Other companies simply get rid of the problem. John Shiverenje, human resources manager at popular Kenyatta Avenue fast-food joint Simmers, says if his workers are regularly sick they are forced to resign. "When they become weak you have to start paying benefits and we can't be happy with that. They might be infected." Felix Kikwawi, a manager at supermarket chain Nakumatt, says he doesn't know if any of his staff are hiv-positive "because it's something you don't talk about." But staff at Nakumatt's two Kenyatta Avenue stores say that they were recently required to have a blood test and that staff are sometimes "chased away because they keep getting sick." Kikwawi says the tests were for typhoid and were conducted by the Nairobi City Council.
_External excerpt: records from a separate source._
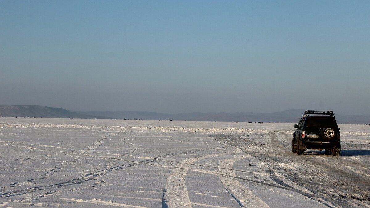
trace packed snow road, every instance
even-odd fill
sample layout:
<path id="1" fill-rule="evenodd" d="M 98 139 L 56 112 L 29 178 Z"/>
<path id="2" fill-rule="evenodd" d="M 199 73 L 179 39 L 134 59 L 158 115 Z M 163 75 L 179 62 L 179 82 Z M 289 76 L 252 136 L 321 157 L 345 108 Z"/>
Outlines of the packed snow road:
<path id="1" fill-rule="evenodd" d="M 369 207 L 368 126 L 334 157 L 292 124 L 0 119 L 0 207 Z"/>

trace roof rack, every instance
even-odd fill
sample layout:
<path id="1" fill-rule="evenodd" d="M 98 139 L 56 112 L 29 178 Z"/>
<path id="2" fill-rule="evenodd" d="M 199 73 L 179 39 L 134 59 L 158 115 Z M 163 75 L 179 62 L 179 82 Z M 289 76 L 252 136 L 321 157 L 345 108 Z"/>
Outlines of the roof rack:
<path id="1" fill-rule="evenodd" d="M 329 116 L 335 117 L 333 111 L 306 111 L 303 117 L 307 117 L 310 115 L 327 115 Z"/>

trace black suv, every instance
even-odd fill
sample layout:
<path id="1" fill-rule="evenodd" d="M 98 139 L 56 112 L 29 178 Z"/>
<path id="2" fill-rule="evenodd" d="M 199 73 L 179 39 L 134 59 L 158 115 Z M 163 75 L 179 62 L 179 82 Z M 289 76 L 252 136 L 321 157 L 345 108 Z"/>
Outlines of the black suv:
<path id="1" fill-rule="evenodd" d="M 303 155 L 309 149 L 325 150 L 326 154 L 340 154 L 340 132 L 332 111 L 306 111 L 293 134 L 292 151 Z"/>

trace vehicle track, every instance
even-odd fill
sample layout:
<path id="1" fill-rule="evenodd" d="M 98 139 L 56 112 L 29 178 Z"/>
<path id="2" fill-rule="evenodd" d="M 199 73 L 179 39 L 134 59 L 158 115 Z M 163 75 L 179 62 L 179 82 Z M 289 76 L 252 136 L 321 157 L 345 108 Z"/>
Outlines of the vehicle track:
<path id="1" fill-rule="evenodd" d="M 296 192 L 329 207 L 370 207 L 368 177 L 364 178 L 363 174 L 343 167 L 340 156 L 298 155 L 292 153 L 291 138 L 286 133 L 289 131 L 291 130 L 248 137 L 241 134 L 210 137 L 235 146 L 267 163 L 269 166 L 267 171 L 271 174 L 272 180 L 286 187 L 293 188 L 276 177 L 275 173 L 277 172 L 313 194 L 306 194 L 295 188 Z M 323 160 L 324 157 L 326 160 Z M 355 164 L 351 166 L 356 170 Z M 363 165 L 360 167 L 366 168 Z"/>

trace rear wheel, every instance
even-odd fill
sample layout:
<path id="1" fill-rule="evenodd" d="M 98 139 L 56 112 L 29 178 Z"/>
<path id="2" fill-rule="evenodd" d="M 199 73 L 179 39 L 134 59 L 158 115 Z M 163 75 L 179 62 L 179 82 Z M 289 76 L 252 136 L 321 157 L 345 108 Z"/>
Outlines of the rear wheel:
<path id="1" fill-rule="evenodd" d="M 292 139 L 292 152 L 293 153 L 297 153 L 297 145 L 295 144 L 294 137 Z"/>
<path id="2" fill-rule="evenodd" d="M 337 135 L 337 130 L 333 126 L 326 126 L 321 129 L 321 136 L 327 141 L 333 141 Z"/>
<path id="3" fill-rule="evenodd" d="M 297 154 L 299 155 L 302 155 L 305 154 L 305 151 L 306 150 L 301 150 L 299 147 L 299 141 L 297 142 Z"/>

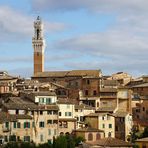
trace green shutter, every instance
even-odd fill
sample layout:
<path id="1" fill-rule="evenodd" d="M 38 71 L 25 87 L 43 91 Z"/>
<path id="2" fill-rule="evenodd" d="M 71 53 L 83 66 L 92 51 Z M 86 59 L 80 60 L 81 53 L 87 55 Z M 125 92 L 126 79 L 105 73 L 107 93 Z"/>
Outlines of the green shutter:
<path id="1" fill-rule="evenodd" d="M 17 122 L 17 128 L 21 128 L 21 123 Z"/>
<path id="2" fill-rule="evenodd" d="M 13 123 L 13 128 L 16 128 L 16 122 Z"/>
<path id="3" fill-rule="evenodd" d="M 5 127 L 6 127 L 6 128 L 9 128 L 9 122 L 6 122 L 6 123 L 5 123 Z"/>
<path id="4" fill-rule="evenodd" d="M 24 128 L 26 128 L 26 122 L 24 122 Z"/>
<path id="5" fill-rule="evenodd" d="M 30 122 L 28 122 L 28 128 L 30 128 Z"/>
<path id="6" fill-rule="evenodd" d="M 32 122 L 32 127 L 35 127 L 35 123 L 34 123 L 34 121 Z"/>

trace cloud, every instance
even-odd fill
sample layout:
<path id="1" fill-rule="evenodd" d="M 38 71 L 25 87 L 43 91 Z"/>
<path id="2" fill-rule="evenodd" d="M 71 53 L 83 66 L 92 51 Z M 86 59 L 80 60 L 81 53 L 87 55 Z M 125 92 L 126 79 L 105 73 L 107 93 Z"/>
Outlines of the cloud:
<path id="1" fill-rule="evenodd" d="M 77 10 L 89 9 L 97 12 L 104 11 L 147 11 L 146 0 L 32 0 L 34 10 Z"/>
<path id="2" fill-rule="evenodd" d="M 0 6 L 0 40 L 21 40 L 33 35 L 35 18 L 14 10 L 8 6 Z M 62 31 L 66 25 L 58 22 L 44 21 L 46 32 Z"/>

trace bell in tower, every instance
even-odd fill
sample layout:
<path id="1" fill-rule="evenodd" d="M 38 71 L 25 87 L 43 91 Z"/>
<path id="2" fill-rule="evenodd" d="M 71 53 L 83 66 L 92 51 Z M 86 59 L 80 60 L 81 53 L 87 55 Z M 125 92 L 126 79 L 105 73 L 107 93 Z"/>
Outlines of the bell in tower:
<path id="1" fill-rule="evenodd" d="M 34 48 L 34 75 L 44 71 L 44 49 L 45 41 L 43 38 L 43 23 L 38 16 L 34 21 L 34 36 L 32 38 Z"/>

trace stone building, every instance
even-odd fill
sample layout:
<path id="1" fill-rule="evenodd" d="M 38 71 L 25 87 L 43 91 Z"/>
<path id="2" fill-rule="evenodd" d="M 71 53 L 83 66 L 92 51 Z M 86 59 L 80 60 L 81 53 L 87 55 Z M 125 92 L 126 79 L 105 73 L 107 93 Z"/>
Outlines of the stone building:
<path id="1" fill-rule="evenodd" d="M 43 24 L 38 16 L 34 22 L 34 36 L 32 38 L 34 48 L 34 75 L 44 71 L 44 49 L 45 41 L 43 38 Z"/>

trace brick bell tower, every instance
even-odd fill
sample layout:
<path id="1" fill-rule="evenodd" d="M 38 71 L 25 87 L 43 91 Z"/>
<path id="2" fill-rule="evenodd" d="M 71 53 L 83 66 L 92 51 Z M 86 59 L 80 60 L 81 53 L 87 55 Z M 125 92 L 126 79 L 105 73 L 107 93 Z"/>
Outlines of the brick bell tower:
<path id="1" fill-rule="evenodd" d="M 38 16 L 34 21 L 34 36 L 32 38 L 34 48 L 34 75 L 44 71 L 44 50 L 45 41 L 43 39 L 43 24 Z"/>

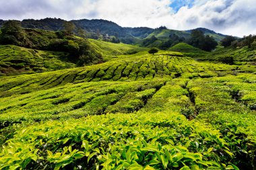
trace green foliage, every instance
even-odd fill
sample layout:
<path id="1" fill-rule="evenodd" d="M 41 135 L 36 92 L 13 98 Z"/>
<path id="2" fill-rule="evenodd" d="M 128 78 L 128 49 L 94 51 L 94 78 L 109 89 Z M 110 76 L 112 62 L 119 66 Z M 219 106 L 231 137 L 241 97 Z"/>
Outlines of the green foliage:
<path id="1" fill-rule="evenodd" d="M 67 36 L 70 36 L 73 34 L 73 32 L 75 28 L 75 26 L 71 22 L 64 22 L 63 28 L 65 35 Z"/>
<path id="2" fill-rule="evenodd" d="M 26 33 L 20 21 L 9 20 L 1 28 L 0 43 L 1 44 L 21 45 L 26 42 Z"/>
<path id="3" fill-rule="evenodd" d="M 236 40 L 236 38 L 235 37 L 228 36 L 223 38 L 220 42 L 224 47 L 228 47 L 230 46 L 231 43 Z"/>
<path id="4" fill-rule="evenodd" d="M 236 63 L 253 58 L 251 48 L 210 53 L 179 44 L 170 48 L 176 52 L 152 55 L 136 46 L 25 31 L 33 48 L 62 52 L 0 46 L 3 73 L 106 62 L 0 77 L 0 169 L 253 169 L 255 66 L 187 57 L 218 60 L 234 52 Z"/>
<path id="5" fill-rule="evenodd" d="M 155 53 L 157 53 L 158 52 L 158 49 L 156 48 L 152 48 L 148 50 L 148 53 L 154 54 Z"/>
<path id="6" fill-rule="evenodd" d="M 211 51 L 218 45 L 214 38 L 204 36 L 203 33 L 198 30 L 192 31 L 191 37 L 187 42 L 189 44 L 205 51 Z"/>
<path id="7" fill-rule="evenodd" d="M 12 45 L 0 45 L 2 75 L 40 73 L 75 67 L 68 54 L 60 52 L 32 50 Z"/>
<path id="8" fill-rule="evenodd" d="M 232 56 L 220 58 L 218 60 L 225 64 L 234 65 L 234 57 Z"/>

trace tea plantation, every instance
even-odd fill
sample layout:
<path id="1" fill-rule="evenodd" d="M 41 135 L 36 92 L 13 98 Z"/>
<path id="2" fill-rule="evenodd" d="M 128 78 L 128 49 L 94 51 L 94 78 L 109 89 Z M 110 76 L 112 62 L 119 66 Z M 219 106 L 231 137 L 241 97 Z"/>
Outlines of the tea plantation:
<path id="1" fill-rule="evenodd" d="M 255 169 L 253 57 L 91 42 L 105 62 L 0 77 L 0 169 Z"/>

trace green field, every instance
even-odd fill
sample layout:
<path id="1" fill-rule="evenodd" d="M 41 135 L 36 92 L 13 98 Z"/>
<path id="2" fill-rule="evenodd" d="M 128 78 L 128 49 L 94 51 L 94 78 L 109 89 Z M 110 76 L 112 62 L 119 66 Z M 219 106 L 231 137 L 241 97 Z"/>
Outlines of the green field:
<path id="1" fill-rule="evenodd" d="M 104 62 L 0 46 L 0 169 L 255 169 L 251 51 L 89 42 Z M 220 50 L 243 65 L 195 60 Z"/>

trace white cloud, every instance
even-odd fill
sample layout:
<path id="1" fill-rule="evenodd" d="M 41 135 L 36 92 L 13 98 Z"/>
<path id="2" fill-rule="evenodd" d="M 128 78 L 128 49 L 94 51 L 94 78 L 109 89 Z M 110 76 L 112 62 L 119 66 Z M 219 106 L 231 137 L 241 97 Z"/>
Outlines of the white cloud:
<path id="1" fill-rule="evenodd" d="M 104 19 L 127 27 L 204 27 L 240 36 L 256 34 L 255 0 L 195 0 L 192 7 L 183 7 L 177 13 L 170 7 L 173 1 L 8 0 L 0 2 L 0 16 L 3 19 Z"/>

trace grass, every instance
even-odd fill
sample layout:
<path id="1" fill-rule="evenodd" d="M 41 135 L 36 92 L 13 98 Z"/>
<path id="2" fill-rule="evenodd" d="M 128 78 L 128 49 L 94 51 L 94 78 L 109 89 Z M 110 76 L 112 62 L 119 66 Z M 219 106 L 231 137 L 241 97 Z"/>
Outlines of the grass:
<path id="1" fill-rule="evenodd" d="M 214 52 L 205 56 L 204 59 L 211 58 L 218 60 L 227 56 L 232 56 L 236 65 L 245 65 L 247 62 L 254 64 L 256 61 L 256 50 L 249 48 L 247 46 L 235 49 L 232 47 L 220 47 Z"/>
<path id="2" fill-rule="evenodd" d="M 0 77 L 0 169 L 255 167 L 255 66 L 197 61 L 209 53 L 185 44 L 153 55 L 89 41 L 105 62 L 56 71 L 63 53 L 1 46 L 9 67 L 54 61 Z"/>
<path id="3" fill-rule="evenodd" d="M 148 48 L 146 48 L 123 43 L 116 44 L 93 39 L 90 39 L 89 41 L 91 42 L 91 44 L 102 54 L 104 61 L 109 60 L 112 58 L 119 55 L 133 54 L 141 51 L 148 50 Z"/>
<path id="4" fill-rule="evenodd" d="M 32 50 L 12 45 L 0 46 L 1 75 L 35 73 L 75 67 L 67 53 Z"/>
<path id="5" fill-rule="evenodd" d="M 183 54 L 193 58 L 198 58 L 209 54 L 208 52 L 203 51 L 186 43 L 179 43 L 169 48 L 168 50 L 182 52 Z"/>

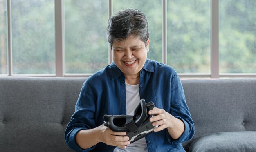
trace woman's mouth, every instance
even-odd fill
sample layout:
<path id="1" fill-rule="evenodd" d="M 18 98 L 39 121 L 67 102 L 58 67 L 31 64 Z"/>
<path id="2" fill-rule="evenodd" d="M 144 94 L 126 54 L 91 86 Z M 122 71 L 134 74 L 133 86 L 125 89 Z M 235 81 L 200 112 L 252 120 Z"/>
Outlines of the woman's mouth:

Whatever the case, because a typical breadwinner in Africa feeds at least six people, a lost job means an entire family suffers.
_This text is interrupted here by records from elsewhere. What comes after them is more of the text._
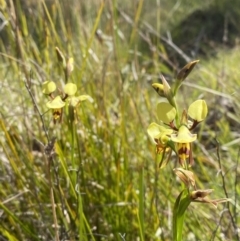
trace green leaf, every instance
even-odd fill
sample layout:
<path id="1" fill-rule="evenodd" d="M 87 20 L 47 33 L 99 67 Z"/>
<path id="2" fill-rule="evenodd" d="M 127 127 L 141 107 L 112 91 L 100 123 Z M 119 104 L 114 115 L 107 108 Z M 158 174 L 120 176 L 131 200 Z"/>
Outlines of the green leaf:
<path id="1" fill-rule="evenodd" d="M 208 113 L 205 100 L 196 100 L 188 108 L 188 115 L 198 122 L 203 121 Z"/>
<path id="2" fill-rule="evenodd" d="M 45 81 L 42 85 L 42 92 L 45 95 L 49 95 L 56 90 L 56 84 L 53 81 Z"/>
<path id="3" fill-rule="evenodd" d="M 64 91 L 65 94 L 67 94 L 69 96 L 73 96 L 77 92 L 77 85 L 75 85 L 73 83 L 67 83 L 64 86 L 63 91 Z"/>
<path id="4" fill-rule="evenodd" d="M 191 203 L 188 189 L 184 189 L 176 199 L 173 209 L 173 241 L 182 240 L 185 212 Z M 184 239 L 185 240 L 185 239 Z"/>
<path id="5" fill-rule="evenodd" d="M 58 47 L 56 47 L 55 50 L 57 53 L 58 61 L 60 63 L 62 63 L 63 69 L 65 69 L 67 64 L 66 64 L 66 59 L 65 59 L 63 53 L 61 52 L 61 50 Z"/>
<path id="6" fill-rule="evenodd" d="M 62 101 L 62 98 L 58 95 L 53 100 L 48 101 L 46 106 L 49 109 L 61 109 L 65 106 L 65 102 Z"/>
<path id="7" fill-rule="evenodd" d="M 159 120 L 163 121 L 164 123 L 168 124 L 173 121 L 176 117 L 177 111 L 176 109 L 166 102 L 160 102 L 157 105 L 157 115 Z"/>

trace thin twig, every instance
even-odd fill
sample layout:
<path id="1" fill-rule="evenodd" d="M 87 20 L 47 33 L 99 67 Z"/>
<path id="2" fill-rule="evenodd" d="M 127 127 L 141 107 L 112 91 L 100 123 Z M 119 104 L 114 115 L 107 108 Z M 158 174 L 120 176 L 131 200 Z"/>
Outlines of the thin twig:
<path id="1" fill-rule="evenodd" d="M 222 162 L 221 162 L 221 158 L 220 158 L 220 151 L 219 151 L 219 142 L 217 139 L 215 139 L 216 142 L 217 142 L 217 160 L 218 160 L 218 164 L 219 164 L 219 168 L 220 168 L 220 175 L 221 175 L 221 178 L 222 178 L 222 187 L 223 187 L 223 191 L 225 193 L 225 196 L 226 198 L 228 199 L 229 196 L 228 196 L 228 192 L 227 192 L 227 187 L 226 187 L 226 182 L 225 182 L 225 174 L 223 173 L 223 170 L 222 170 Z M 229 205 L 229 202 L 227 202 L 226 204 L 227 206 L 227 211 L 228 211 L 228 214 L 230 216 L 230 219 L 231 219 L 231 222 L 232 222 L 232 225 L 233 225 L 233 228 L 234 228 L 234 234 L 236 236 L 236 239 L 239 241 L 239 235 L 238 235 L 238 232 L 237 232 L 237 226 L 236 226 L 236 223 L 235 223 L 235 220 L 234 220 L 234 217 L 230 211 L 230 205 Z M 222 218 L 223 216 L 221 216 Z"/>
<path id="2" fill-rule="evenodd" d="M 30 82 L 31 82 L 31 78 L 30 78 Z M 47 132 L 47 128 L 46 128 L 46 126 L 44 124 L 43 115 L 41 114 L 41 112 L 40 112 L 40 110 L 38 108 L 38 105 L 37 105 L 36 100 L 35 100 L 35 98 L 34 98 L 34 96 L 32 94 L 32 91 L 31 91 L 31 88 L 29 86 L 29 83 L 27 81 L 24 81 L 24 84 L 25 84 L 25 87 L 26 87 L 26 89 L 27 89 L 27 91 L 28 91 L 28 93 L 29 93 L 29 95 L 30 95 L 30 97 L 32 99 L 32 103 L 34 105 L 34 108 L 37 110 L 37 113 L 38 113 L 38 115 L 40 117 L 40 120 L 42 122 L 43 131 L 44 131 L 45 136 L 47 138 L 47 142 L 49 143 L 50 139 L 49 139 L 49 135 L 48 135 L 48 132 Z"/>

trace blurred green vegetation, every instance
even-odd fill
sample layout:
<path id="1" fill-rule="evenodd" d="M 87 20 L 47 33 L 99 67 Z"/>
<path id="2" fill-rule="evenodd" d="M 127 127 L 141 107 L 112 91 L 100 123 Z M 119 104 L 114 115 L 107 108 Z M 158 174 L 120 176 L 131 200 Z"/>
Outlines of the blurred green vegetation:
<path id="1" fill-rule="evenodd" d="M 147 126 L 157 121 L 151 83 L 160 81 L 160 73 L 171 82 L 187 59 L 199 58 L 179 98 L 182 108 L 198 98 L 209 106 L 193 171 L 199 188 L 214 189 L 212 198 L 225 197 L 225 188 L 232 201 L 217 210 L 191 204 L 183 235 L 189 241 L 239 240 L 238 5 L 1 0 L 0 239 L 57 240 L 57 228 L 59 240 L 171 240 L 171 210 L 181 185 L 172 171 L 175 158 L 160 170 L 147 137 Z M 205 24 L 204 14 L 194 19 L 195 13 L 207 14 L 212 25 Z M 211 34 L 203 41 L 201 31 Z M 67 113 L 53 125 L 46 112 L 42 83 L 64 83 L 55 47 L 74 58 L 70 81 L 94 100 L 79 106 L 74 126 Z M 50 174 L 39 144 L 48 140 L 26 83 L 49 137 L 57 138 Z"/>

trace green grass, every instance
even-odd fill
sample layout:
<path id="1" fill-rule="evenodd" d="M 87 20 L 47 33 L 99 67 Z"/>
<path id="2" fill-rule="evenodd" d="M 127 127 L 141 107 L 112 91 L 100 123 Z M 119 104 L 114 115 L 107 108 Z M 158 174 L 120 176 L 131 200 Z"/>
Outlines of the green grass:
<path id="1" fill-rule="evenodd" d="M 153 41 L 157 55 L 138 31 L 138 26 L 143 33 L 148 30 L 144 22 L 159 31 L 171 26 L 173 19 L 165 22 L 164 18 L 168 9 L 174 10 L 171 2 L 161 1 L 165 8 L 156 12 L 157 1 L 149 6 L 147 1 L 121 5 L 118 1 L 16 0 L 2 9 L 8 24 L 0 32 L 1 239 L 171 240 L 172 208 L 181 190 L 172 171 L 176 161 L 173 157 L 165 169 L 158 168 L 146 129 L 157 121 L 158 96 L 151 83 L 159 80 L 161 72 L 172 78 L 176 66 L 166 61 L 168 53 L 160 40 Z M 177 15 L 176 21 L 181 18 Z M 97 29 L 105 35 L 101 39 L 95 35 Z M 74 58 L 70 80 L 77 84 L 78 94 L 94 100 L 79 106 L 74 127 L 66 113 L 57 125 L 52 114 L 45 113 L 48 99 L 42 94 L 42 83 L 53 80 L 61 87 L 65 81 L 56 46 Z M 199 97 L 209 105 L 194 146 L 193 171 L 199 188 L 213 188 L 212 198 L 225 197 L 217 138 L 235 225 L 239 218 L 234 198 L 240 193 L 236 185 L 238 69 L 238 46 L 219 49 L 216 57 L 201 59 L 179 97 L 182 108 Z M 57 137 L 58 155 L 50 162 L 50 173 L 38 144 L 46 145 L 47 136 L 26 82 L 31 83 L 37 107 L 45 113 L 42 118 L 50 139 Z M 213 240 L 214 235 L 214 240 L 223 240 L 222 235 L 225 240 L 238 240 L 229 213 L 223 212 L 226 208 L 191 204 L 184 240 Z"/>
With so many other hurdles to business in Kenya — corruption, crumbling infrastructure, poverty — it's difficult to distinguish the effect of aids on a company's customer base. Health clinics and pharmacies report extra business because of aids — "vitamin preparations are selling out at the moment," says one Kenyatta Avenue pharmacist — while other sectors, like finance and banking, have been hurt by the spread of the disease. Any Kenyan applying for a mortgage, for instance, must answer questions like, "Have you ever had unexplained, recurrent or persistent fever or skin disorder?" or "Have you ever had unexplained weight loss?" They must then have a blood test, the results of which go to the insurance company underwriting the loan. "Sometimes people are reluctant to go through all that," says James Osumo, a manager at Kabage and Mwirigi Insurance Brokers, which underwrites loans from Kenya's biggest mortgage company. "Obviously it has serious financial and moral implications for our industry."
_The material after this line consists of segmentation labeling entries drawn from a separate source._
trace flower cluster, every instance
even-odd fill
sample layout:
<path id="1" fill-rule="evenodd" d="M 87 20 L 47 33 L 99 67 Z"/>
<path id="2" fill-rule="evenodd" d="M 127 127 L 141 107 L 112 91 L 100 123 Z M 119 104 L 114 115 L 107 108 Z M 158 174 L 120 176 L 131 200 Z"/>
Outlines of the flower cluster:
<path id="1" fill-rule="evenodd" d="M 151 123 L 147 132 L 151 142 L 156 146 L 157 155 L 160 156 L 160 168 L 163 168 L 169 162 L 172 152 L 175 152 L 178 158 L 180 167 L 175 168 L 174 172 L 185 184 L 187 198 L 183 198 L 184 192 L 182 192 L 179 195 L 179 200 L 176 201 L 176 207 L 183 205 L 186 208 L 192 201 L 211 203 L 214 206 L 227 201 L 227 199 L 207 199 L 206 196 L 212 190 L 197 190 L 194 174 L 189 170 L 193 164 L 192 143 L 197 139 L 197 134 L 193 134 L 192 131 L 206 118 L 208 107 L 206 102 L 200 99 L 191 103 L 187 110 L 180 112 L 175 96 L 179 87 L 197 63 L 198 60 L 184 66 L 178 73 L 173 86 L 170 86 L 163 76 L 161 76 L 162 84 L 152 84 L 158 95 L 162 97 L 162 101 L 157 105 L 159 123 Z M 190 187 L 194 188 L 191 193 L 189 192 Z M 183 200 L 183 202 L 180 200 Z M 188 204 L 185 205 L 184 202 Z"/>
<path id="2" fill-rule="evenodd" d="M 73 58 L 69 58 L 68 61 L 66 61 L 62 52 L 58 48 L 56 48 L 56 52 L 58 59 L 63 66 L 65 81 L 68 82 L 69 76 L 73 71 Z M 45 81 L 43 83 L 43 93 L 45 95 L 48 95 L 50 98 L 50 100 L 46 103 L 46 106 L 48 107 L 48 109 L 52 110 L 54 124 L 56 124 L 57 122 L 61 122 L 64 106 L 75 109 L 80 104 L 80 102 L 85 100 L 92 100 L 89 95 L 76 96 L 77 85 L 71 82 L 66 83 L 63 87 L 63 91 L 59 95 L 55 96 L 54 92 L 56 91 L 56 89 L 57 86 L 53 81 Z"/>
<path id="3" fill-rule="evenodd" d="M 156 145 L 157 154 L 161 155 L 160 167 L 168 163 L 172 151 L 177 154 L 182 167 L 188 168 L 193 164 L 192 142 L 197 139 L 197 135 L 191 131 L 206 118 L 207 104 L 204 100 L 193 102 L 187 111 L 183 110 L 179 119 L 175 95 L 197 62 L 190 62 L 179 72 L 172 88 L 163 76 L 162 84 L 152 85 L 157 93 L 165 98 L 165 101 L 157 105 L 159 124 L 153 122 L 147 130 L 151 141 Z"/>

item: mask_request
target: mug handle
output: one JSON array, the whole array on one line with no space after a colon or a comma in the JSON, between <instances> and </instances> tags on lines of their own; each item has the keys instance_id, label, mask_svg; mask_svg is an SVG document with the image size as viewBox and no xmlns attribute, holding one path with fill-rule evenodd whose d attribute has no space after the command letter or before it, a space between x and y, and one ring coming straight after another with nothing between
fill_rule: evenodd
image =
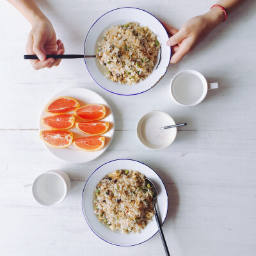
<instances>
[{"instance_id":1,"label":"mug handle","mask_svg":"<svg viewBox=\"0 0 256 256\"><path fill-rule=\"evenodd\" d=\"M218 89L219 84L218 83L211 83L208 84L208 90Z\"/></svg>"}]
</instances>

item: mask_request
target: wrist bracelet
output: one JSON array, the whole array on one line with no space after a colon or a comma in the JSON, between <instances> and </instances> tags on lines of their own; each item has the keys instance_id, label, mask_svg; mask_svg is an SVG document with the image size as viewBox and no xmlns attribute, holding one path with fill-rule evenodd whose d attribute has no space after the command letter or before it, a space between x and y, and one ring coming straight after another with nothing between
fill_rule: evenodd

And so the noose pulls tighter. Families with even one hiv-positive member often withdraw children from school, sell assets and spend savings on health care. As consumer spending drops, layoffs follow. As well, and in contrast to the West, aids in Africa is largely a heterosexual disease, striking women just as often as — and in some cases more often than — men. Birthrates are subsequently dropping, but so too are average life expectancies — in some cases by as much as 15 years. The end result of the economic crunch: street kids like seven-year-old Michael Mwungi, whose father died of aids three years ago and whose mother is too poor to feed him. Crouching in the gutter along Kenyatta Avenue, his grubby and torn blue nylon jacket hanging from his tiny frame, Michael counts his day's takings: 30 shillings, or 40¢. "aids is a disease that makes you grow thin and not eat," he says, "and then you die." Unless more is done to stop the disease, Africa's economies will go the same way.